However, the night she presented 7.30 – the ABC news and current affairs show she hosted for 12 years – for the final time, that all changed.

“I had a dream I was surfing,” Leigh, 50, tells TV WEEK. “It was a sign I’d made the right call to leave, because the news cycle is overwhelming and you’re drowning in it – now, I had a sense of skating on top of it.”

Leigh Sales is nominated for the TV WEEK Gold Logie Award. (Image: Paule Suesse)

It’s a little more than 12 months since the Walkley Award-winning journalist left 7:30 and although fans often come up and tell her they miss seeing her on television each night, she knows she made the right decision.

After quitting the show, Leigh publicly admitted she didn’t know who she was without it. So has she worked out who Leigh Sales is away from the camera?

“I think that’s a work in progress,” she reflects. “I needed the time to slow down and not have the phone ringing every five seconds – that’s been kind of liberating.”

Leigh is nominated for Gold alongside these incredible Aussie stars. (Image: Paul Suesse)

Leigh, who has two sons – Daniel, 11, and nine-year-old James – with her ex-husband Phil Willis, says she’s loving doing “what others feel is mundane”: school drop-offs and pick-ups and the nightly routine of dinner, bath and bed.

She never imagined, 12 months after leaving 7.30, she’d be nominated for the TV WEEK Gold Logie Award.

“I feel like someone made a terrible mistake,” Leigh laughs. “It feels kind of surreal – and it’s not lost on me that I currently have the least amount of time on TV [she hosts Australian Story on the ABC once a week].

“The less the Australian public sees of me, the more popular I become!”

Leigh finds being considered “popular” humorous, saying she wouldn’t have been with several prime ministers she interviewed over the years.

“If there was a Logie for ‘Most Irritating’, I’d nail that one,” she laughs. But the journalist long ago resolved it was her duty, as host of 7.30, to hold those in power to account.

“I’d always think, ‘I’m not here to be friends with who I’m interviewing – I’m here to be the representative of the people at home, and ask the questions they want answered,'” she says.

One year after leaving 7:30, Leigh reflects on her decision.

The question many want answered is: what will Leigh’s next big gig be?

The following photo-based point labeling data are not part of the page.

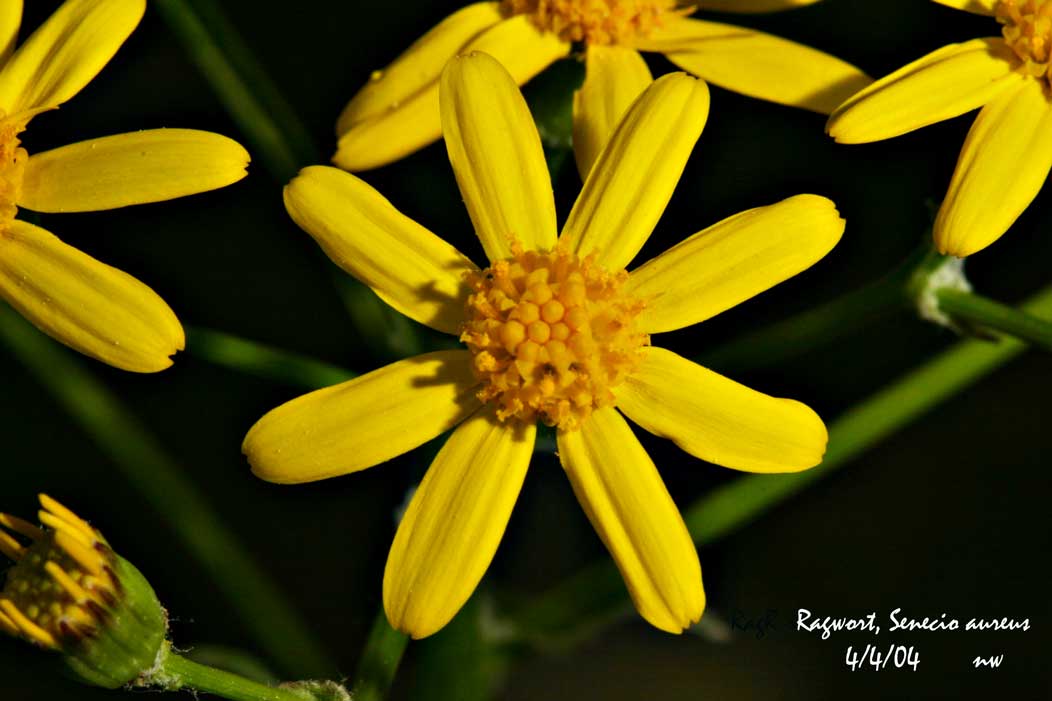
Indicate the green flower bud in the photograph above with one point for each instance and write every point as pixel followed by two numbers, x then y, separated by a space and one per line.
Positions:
pixel 68 592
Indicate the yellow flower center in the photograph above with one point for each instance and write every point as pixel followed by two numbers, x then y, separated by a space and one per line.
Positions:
pixel 1028 31
pixel 551 336
pixel 13 159
pixel 593 21
pixel 62 584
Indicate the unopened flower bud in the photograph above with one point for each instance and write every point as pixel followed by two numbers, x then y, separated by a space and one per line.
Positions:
pixel 68 592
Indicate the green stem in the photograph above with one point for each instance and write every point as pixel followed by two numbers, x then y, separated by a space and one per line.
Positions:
pixel 263 361
pixel 597 595
pixel 276 135
pixel 175 498
pixel 978 311
pixel 179 673
pixel 272 129
pixel 814 327
pixel 379 662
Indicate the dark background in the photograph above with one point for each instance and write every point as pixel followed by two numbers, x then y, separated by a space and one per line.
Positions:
pixel 949 515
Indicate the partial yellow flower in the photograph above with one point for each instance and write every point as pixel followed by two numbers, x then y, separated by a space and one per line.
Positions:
pixel 555 331
pixel 1008 153
pixel 397 112
pixel 92 307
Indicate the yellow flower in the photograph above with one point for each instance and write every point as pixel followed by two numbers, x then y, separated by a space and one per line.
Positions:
pixel 92 307
pixel 557 331
pixel 397 112
pixel 1008 152
pixel 71 593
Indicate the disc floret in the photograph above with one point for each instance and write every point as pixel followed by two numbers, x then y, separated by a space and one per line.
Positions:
pixel 593 21
pixel 1028 31
pixel 551 335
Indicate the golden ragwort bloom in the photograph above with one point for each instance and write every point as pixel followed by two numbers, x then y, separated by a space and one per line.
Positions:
pixel 1008 153
pixel 68 592
pixel 92 307
pixel 555 331
pixel 397 112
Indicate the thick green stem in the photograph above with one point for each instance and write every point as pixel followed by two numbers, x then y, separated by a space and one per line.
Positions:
pixel 262 360
pixel 379 662
pixel 271 127
pixel 812 328
pixel 177 673
pixel 974 311
pixel 275 135
pixel 597 595
pixel 174 497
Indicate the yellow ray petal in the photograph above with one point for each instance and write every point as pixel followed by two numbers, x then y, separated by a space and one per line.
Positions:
pixel 66 52
pixel 454 522
pixel 733 260
pixel 720 420
pixel 420 65
pixel 11 19
pixel 496 153
pixel 1003 165
pixel 614 78
pixel 977 6
pixel 624 497
pixel 130 168
pixel 943 84
pixel 748 6
pixel 633 177
pixel 92 307
pixel 416 122
pixel 410 268
pixel 363 422
pixel 757 64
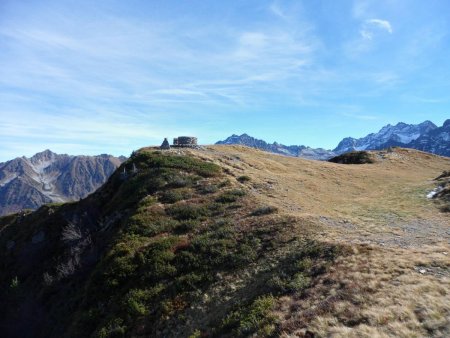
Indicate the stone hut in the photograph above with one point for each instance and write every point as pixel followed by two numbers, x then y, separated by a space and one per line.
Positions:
pixel 185 141
pixel 165 144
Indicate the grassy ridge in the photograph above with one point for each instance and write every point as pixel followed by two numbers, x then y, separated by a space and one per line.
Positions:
pixel 174 249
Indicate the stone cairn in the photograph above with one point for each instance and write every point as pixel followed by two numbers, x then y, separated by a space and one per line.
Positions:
pixel 185 141
pixel 165 144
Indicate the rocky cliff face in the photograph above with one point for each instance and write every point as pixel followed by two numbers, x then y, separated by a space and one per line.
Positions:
pixel 27 183
pixel 436 141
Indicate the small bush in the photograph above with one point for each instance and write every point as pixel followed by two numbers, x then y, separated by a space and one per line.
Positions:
pixel 171 196
pixel 183 212
pixel 208 189
pixel 354 157
pixel 230 196
pixel 243 179
pixel 288 284
pixel 264 211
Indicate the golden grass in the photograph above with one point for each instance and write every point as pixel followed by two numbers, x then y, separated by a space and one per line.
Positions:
pixel 381 210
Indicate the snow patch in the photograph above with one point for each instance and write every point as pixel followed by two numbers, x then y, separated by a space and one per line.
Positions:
pixel 7 179
pixel 434 192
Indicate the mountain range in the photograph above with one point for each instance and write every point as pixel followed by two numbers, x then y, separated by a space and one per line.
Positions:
pixel 227 241
pixel 27 183
pixel 425 136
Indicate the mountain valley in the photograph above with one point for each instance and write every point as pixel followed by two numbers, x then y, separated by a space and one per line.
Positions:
pixel 232 241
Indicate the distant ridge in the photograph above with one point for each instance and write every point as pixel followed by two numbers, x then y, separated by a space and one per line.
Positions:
pixel 28 183
pixel 296 151
pixel 425 136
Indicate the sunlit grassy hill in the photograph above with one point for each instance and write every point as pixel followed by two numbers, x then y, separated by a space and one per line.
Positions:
pixel 232 241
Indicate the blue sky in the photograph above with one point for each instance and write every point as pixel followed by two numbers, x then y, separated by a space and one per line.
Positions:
pixel 90 77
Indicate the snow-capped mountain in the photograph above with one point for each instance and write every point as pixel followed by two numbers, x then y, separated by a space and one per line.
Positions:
pixel 27 183
pixel 297 151
pixel 425 136
pixel 436 141
pixel 399 135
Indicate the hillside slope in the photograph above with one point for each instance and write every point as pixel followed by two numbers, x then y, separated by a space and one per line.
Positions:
pixel 232 241
pixel 174 249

“A few bits and pieces are in development, so I’m waiting for the right thing to land,” she says. “I’m quite enjoying doing behind-the-scenes work and I’ll also do a few more specials with A-list talent like I did with Hamilton creator Lin-Manuel Miranda.”

As for the idea of actually winning the Gold Logie, Leigh isn’t writing her acceptance speech just yet, but knows where the statuette will live if she does.

“It will be my kids’ most prized possession,” she says. “They’ll end up playing with it and awarding it to their bunnies and I’ll never see it again!”